1st Street Access Finally Done

Written by Neil Farrell

Neil has been a journalist covering the Estero Bay Area for over 27 years. He’s won numerous journalism awards in several different categories over his career.

July 1, 2020

Morro Bay’s Teddy Llovet comes down the new concrete stairs at 1st Street in Cayucos.

Work is wrapping up on the rebuilding of the 1st Street Beach Access in Cayucos, giving residents and visitors a new, much safer and rather stylish means of getting down the bluff to the beach.

Teddy Llovet is a Morro Bay resident who took an interest in the project because her friend, Steve Williams, owns one of the subcontractor companies. Llovet called Estero Bay News, admiring how the workers stayed on the job through the Coronavirus Pandemic, taking precautions to protect themselves, while finally putting the saga of the 1st Street access to bed.

Williams Concrete of Morro Bay did the concrete work including an impressive and solid stairway down to the beach, a small plaza-like overlook area at the top and a pathway from Pacific Street.

“Steve Williams Concrete Construction’s ‘essential workers’ were on the job for 6 months,” Llovet told EBN, noting the timing is good as the virus restrictions start being eased. “Folks can now enjoy this access as beaches open to the public.”

She noted that a wonderful, whale’s tail-shaped bench was donated by the Cayucos Business Improvement District. The plaza includes a compass imbedded in the concrete and there are two planting beds along the pathway that still need to be landscaped.

It’s been a long sage to get the stairs replace. The County closed the access point some 12-years ago, when the stairs were deemed to be unsafe. It coincided with the County Parks Department’s rebuilding of another access at 16th Street. The County fenced off the 1st Street access and it’s been closed all these years.

Shaun Cooper, a senior planner with County Parks, told EBN last August that they had finally identified money to rebuild the access from the Coastal Conservancy and Coastal Commission, which was the agency that called for the establishment of Cayucos’ numerous beach access points.

The County awarded the contract to Santa Maria’s Kinyon Const., on a “Job Order Contract,” used when the open bids came in far too high.

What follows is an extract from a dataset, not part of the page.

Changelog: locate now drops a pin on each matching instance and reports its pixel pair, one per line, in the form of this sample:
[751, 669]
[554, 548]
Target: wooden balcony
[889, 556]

Such contracts are awarded to companies that the County has pre-qualified for relatively small projects.

Kinyon’s contract was for $234,000. The company used local contractors Williams Concrete and Brent Knowles Excavating of Cayucos.

Funding for the project broke down as: $86,000 in grants from the California Coastal Conservancy; $72,300 from Coastal Commission mitigation monies; $25,000 from the Cayucos BID; $10,000 from Dist. 2 County Supervisor Bruce Gibson’s community project funds; $100,000 in County Parks reserve funds; and $2,800 in Quimby Act fees paid by developers in lieu of providing park space.

For the most part, beach access points are simply short paths across a bluff leading to a set of stairs that go down to the beach. Cayucos has some 24 of these beach access points all through the numbered streets from 1st Street to the end of Studio Drive. They are built at the ends of street right of ways, according to Cooper.

Getting money to pay for repairs or in the case of 1st Street a full replacement has proved difficult. “It’s a struggle for us to find money,” Cooper said. “Unfortunately, as time goes by, they deteriorate with the ocean environment.”

He added that the County was going to hire a consultant to conduct a “facilities condition assessment” to look at all County-owned facilities and making assessments on their condition. “That’ll help move these projects along,” Cooper said.